The results are as follows:

  1. Dispatchers.Main + EmptyCoroutineContextResults:Dispatchers.Main.
  2. CoroutineName("c1") + CoroutineName("c2")Results:CoroutineName("c2"). The same type of direct substitution.
  3. CoroutineName("c1") + Job()Results:CoroutineName("c1") <- Job. Head insertion method by plus (Job) at the head of the list
  4. Dispatchers.Main + Job()Results:Job <- Dispatchers.Main. Although it is a header, ContinuationInterceptor must be at the head of the list.
  5. Dispatchers.Main + Job() + CoroutineName("c5")Results:Job <- CoroutineName("c5") <- Dispatchers.Main. Dispatchers.Main is at the head of the list, the others are headers.
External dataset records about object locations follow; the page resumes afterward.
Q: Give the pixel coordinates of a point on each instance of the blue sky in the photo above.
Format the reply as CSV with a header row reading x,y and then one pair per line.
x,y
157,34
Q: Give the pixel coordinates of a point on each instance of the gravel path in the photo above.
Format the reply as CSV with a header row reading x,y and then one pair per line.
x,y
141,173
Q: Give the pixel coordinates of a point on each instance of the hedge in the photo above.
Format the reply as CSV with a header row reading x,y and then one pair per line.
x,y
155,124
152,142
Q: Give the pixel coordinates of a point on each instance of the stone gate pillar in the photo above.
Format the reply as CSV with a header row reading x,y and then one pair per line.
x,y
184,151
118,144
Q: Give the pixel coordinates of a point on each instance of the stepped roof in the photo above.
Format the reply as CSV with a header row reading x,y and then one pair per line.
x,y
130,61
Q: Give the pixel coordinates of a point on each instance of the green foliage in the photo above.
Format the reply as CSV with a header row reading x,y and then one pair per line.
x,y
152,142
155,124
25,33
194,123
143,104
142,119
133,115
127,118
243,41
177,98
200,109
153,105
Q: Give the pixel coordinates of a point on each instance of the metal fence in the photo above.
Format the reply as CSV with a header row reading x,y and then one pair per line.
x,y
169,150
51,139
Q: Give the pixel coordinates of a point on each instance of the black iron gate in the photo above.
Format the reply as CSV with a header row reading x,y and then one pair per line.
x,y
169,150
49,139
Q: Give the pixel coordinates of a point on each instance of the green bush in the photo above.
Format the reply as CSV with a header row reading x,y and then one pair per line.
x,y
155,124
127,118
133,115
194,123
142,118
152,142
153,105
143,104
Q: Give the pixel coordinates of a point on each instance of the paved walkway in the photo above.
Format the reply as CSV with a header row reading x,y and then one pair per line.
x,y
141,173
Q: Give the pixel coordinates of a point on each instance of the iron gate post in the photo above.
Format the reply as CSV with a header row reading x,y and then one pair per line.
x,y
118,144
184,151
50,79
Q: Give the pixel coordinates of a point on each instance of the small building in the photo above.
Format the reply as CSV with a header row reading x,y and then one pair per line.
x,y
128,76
If you leave out the dispatchers. Main case. We can replace + with <-. CoroutineName(” C1 “) + Job() equals CoroutineName(“c1”) <- Job

9. CoroutineContext minusKey method

The source code

Interpretation of the

  1. Element minusKey method: Return EmptyCoroutineContext if the Key is equal to the current Element Key, otherwise return the current Element without subtracting
  2. CombinedContext minusKey method: delete the eligible nodes in the linked list in three cases.

Take the following linked list as an example for the three cases

Job <- CoroutineName(“c5”) <-Dispatchers.Main

  1. Node not found: minusKey(MyElement). NewLeft === left branch at Job node, and so on, same branch at CoroutineName, same branch at dispatchers. Main.

  2. The node is at the end: minusKey(Job). At CoroutineName(“c5”), follow the newLeft === EmptyCoroutineContext branch and recurse to the header

  3. The node is not at the end: minusKey(CoroutineName). Go to the else branch at dispatchers. Main

10. Summary

To learn CoroutineContext, first of all, we need to make clear the inheritance relationship between various types. Secondly, CombinedContext is a collection of specific elements, whose data structure is linked list. If readers are familiar with the operation of adding, deleting, changing and checking linked list, It’s easy to figure out the CoroutineContext principle, otherwise it’s like trying to figure out a CoroutineContext.